Anak Picky Eater di Era Makan Bergizi Gratis, Begini Solusinya
- Freepik
Lifestyle –Pemerintah Indonesia melalui program Makan Bergizi Gratis (MBG) berupaya mengatasi masalah gizi anak sekolah dengan menyediakan asupan makanan sehat secara rutin. Program ini menjadi langkah strategis untuk mendukung tumbuh kembang anak dan menurunkan angka stunting.

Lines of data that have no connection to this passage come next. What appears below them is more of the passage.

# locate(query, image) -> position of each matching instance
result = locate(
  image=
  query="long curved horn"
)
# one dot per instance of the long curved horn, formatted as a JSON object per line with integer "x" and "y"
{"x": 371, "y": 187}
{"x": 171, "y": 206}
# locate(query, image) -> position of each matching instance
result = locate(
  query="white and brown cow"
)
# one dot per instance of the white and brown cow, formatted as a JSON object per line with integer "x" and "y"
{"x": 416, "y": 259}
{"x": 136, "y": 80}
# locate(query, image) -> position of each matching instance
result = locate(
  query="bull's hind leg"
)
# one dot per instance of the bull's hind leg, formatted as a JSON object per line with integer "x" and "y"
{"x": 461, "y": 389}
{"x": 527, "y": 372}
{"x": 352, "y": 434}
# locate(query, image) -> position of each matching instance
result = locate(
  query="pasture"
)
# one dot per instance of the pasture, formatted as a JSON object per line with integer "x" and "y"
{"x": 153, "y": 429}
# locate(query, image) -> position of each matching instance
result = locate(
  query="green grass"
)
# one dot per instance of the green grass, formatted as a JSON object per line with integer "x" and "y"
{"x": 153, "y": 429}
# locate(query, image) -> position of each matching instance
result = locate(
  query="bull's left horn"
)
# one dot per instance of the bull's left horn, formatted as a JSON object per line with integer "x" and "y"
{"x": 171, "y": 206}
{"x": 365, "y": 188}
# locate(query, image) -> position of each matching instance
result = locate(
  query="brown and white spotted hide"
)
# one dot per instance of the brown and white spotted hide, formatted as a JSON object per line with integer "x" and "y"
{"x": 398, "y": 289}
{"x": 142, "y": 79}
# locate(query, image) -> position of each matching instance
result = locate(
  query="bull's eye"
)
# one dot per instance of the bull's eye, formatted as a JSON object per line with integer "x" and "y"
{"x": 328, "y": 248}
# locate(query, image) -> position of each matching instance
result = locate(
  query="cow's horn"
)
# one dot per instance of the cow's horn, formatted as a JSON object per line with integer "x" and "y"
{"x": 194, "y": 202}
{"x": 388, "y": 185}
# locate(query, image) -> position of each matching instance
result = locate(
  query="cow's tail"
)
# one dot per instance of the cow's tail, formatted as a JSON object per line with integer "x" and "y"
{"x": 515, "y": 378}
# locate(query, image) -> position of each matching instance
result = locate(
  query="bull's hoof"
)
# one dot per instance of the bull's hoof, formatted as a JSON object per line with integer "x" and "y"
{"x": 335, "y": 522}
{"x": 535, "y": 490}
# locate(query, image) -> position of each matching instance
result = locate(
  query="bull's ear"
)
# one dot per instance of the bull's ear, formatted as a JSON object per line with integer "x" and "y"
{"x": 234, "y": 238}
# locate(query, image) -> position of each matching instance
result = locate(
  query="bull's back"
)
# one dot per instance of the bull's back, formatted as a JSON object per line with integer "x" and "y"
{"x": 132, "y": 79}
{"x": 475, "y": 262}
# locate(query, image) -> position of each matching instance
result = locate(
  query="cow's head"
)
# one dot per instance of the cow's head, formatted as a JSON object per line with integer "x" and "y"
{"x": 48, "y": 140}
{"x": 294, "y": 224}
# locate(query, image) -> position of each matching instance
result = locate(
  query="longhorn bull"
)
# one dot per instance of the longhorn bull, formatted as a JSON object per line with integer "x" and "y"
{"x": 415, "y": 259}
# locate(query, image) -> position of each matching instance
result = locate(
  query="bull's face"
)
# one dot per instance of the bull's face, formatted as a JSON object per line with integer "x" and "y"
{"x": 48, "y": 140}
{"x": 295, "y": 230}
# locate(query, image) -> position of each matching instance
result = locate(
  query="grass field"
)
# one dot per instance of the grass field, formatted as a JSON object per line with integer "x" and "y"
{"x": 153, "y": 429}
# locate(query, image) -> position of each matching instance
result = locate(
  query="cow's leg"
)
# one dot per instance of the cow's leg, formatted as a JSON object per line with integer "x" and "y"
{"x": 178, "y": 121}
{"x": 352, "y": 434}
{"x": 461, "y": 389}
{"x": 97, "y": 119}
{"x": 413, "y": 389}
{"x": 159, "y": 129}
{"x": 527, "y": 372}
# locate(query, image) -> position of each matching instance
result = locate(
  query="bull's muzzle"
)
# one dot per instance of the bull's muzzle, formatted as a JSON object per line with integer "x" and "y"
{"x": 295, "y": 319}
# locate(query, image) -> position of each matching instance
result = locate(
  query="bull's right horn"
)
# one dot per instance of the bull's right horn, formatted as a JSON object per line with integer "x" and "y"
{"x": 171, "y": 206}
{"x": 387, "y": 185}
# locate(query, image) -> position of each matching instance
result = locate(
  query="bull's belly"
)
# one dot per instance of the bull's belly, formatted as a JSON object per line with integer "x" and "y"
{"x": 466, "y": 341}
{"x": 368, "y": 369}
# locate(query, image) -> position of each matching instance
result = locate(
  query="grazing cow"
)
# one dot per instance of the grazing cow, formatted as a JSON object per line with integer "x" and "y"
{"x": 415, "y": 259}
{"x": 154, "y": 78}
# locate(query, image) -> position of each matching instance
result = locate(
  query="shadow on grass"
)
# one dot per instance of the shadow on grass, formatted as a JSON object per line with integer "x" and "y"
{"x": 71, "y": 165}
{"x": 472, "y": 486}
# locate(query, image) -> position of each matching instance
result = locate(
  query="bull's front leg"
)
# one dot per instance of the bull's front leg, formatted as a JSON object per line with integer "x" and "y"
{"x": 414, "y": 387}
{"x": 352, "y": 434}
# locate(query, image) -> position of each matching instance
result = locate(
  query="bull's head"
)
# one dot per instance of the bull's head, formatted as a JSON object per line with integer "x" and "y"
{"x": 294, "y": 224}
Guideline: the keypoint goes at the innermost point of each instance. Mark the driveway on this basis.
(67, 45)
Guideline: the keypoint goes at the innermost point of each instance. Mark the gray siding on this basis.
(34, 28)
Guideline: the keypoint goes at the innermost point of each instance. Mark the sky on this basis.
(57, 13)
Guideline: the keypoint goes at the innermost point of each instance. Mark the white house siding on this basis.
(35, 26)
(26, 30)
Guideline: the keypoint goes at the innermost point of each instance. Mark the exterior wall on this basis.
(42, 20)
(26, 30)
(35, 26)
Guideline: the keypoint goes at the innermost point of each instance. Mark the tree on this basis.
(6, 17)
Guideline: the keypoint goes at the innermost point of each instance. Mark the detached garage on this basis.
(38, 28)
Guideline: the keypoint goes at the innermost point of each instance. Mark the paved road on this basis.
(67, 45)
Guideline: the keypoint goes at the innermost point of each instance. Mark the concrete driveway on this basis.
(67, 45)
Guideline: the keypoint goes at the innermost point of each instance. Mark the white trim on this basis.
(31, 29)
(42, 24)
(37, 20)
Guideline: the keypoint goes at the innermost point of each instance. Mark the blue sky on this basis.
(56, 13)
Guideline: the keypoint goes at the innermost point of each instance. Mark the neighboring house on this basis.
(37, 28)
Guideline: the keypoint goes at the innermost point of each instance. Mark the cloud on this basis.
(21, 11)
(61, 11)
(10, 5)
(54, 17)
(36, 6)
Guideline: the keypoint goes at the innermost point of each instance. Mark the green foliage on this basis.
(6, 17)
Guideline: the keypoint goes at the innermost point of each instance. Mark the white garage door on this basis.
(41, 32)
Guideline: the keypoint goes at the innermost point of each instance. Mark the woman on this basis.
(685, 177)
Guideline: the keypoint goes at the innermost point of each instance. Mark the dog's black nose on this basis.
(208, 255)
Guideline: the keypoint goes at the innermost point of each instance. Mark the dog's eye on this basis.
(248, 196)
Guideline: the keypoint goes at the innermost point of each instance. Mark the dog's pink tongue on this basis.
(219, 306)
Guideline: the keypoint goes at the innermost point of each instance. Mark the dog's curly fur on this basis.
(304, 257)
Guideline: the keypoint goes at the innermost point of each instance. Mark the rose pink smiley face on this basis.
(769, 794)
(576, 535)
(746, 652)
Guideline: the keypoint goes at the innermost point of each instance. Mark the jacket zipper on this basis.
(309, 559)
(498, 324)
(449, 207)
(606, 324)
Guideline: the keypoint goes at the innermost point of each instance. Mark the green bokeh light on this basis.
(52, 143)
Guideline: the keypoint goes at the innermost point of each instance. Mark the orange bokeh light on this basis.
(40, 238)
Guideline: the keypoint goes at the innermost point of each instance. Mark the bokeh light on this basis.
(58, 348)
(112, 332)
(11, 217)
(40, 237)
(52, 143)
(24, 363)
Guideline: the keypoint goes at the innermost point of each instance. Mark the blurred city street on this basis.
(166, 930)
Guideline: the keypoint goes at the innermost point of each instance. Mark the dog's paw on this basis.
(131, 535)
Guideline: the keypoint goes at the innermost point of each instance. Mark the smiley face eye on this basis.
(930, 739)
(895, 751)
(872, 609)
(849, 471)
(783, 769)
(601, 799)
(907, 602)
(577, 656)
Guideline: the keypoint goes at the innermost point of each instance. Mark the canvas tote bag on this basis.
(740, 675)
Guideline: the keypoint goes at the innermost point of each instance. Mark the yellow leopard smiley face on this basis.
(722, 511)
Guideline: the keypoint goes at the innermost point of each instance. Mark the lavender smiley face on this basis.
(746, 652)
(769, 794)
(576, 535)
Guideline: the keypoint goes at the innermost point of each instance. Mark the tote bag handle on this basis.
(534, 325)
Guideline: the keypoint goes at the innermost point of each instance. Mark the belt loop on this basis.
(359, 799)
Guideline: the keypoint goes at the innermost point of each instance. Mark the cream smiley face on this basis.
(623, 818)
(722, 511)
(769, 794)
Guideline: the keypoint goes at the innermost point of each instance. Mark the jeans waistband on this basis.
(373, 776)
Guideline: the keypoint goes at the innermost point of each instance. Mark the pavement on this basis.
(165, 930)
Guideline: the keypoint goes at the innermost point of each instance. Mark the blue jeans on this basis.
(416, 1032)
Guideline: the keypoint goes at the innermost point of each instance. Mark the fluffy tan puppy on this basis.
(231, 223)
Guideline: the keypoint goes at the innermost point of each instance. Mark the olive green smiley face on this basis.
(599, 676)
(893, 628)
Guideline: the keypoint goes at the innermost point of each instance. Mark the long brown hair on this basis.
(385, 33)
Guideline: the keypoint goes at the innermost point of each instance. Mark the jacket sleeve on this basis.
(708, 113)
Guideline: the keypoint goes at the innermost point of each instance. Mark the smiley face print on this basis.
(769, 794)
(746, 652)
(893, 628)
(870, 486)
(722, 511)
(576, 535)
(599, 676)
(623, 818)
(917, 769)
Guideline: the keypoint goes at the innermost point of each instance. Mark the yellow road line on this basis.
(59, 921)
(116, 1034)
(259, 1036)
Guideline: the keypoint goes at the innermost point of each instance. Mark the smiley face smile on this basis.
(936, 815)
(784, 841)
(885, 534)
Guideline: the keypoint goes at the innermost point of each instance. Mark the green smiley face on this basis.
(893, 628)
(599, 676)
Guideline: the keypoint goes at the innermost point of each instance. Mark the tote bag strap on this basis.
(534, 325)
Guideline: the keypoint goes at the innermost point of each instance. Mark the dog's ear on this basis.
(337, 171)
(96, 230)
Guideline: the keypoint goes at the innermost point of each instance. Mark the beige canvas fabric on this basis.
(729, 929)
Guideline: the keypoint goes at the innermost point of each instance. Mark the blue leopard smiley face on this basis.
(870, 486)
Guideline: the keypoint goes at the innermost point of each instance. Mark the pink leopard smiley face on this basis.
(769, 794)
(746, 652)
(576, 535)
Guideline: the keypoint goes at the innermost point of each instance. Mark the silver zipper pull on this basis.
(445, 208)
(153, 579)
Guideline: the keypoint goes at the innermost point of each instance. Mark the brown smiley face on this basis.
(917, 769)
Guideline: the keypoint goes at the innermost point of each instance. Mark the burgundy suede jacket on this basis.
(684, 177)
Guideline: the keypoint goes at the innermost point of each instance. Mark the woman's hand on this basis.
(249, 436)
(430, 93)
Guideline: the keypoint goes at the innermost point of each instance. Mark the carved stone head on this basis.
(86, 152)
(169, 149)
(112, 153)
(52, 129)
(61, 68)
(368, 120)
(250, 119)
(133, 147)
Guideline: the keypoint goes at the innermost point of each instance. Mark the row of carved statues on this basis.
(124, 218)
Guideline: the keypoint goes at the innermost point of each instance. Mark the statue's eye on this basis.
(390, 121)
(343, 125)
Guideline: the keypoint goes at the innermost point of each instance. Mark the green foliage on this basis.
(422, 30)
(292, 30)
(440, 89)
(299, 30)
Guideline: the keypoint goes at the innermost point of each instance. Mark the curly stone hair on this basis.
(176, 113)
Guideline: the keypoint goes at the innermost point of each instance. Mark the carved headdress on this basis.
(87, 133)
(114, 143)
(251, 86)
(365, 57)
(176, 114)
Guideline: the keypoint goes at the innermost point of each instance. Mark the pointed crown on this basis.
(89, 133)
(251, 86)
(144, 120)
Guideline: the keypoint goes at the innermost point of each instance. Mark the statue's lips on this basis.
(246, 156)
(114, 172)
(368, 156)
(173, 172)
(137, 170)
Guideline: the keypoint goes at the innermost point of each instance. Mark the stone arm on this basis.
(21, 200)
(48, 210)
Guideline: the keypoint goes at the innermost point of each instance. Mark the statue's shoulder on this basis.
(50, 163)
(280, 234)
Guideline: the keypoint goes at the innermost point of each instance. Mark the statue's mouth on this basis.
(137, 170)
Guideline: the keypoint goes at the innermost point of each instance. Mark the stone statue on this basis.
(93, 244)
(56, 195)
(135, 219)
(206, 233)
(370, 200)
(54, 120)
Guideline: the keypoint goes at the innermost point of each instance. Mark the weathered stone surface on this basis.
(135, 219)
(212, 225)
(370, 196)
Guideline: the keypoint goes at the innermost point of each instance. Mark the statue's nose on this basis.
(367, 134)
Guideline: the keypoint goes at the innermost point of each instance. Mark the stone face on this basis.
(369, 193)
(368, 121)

Namun, di balik niat baik tersebut, muncul tantangan baru: banyak anak yang tetap memilih-milih makanan atau bersikap sebagai picky eater.
Fenomena ini memunculkan pertanyaan penting—mengapa anak tetap enggan makan makanan bergizi meskipun tersedia secara gratis dan bervariasi?
Fenomena picky eater bukan sekadar persoalan selera. Banyak faktor yang melatarbelakanginya, termasuk pengaruh lingkungan rumah, kebiasaan makan orang tua, persepsi terhadap makanan, serta kondisi kesehatan tertentu. Dalam konteks program makan bergizi gratis, anak picky eater bisa menjadi hambatan untuk memastikan program berjalan optimal. Maka, memahami penyebabnya dan menerapkan pendekatan yang tepat sangat diperlukan agar anak memperoleh manfaat maksimal dari program ini.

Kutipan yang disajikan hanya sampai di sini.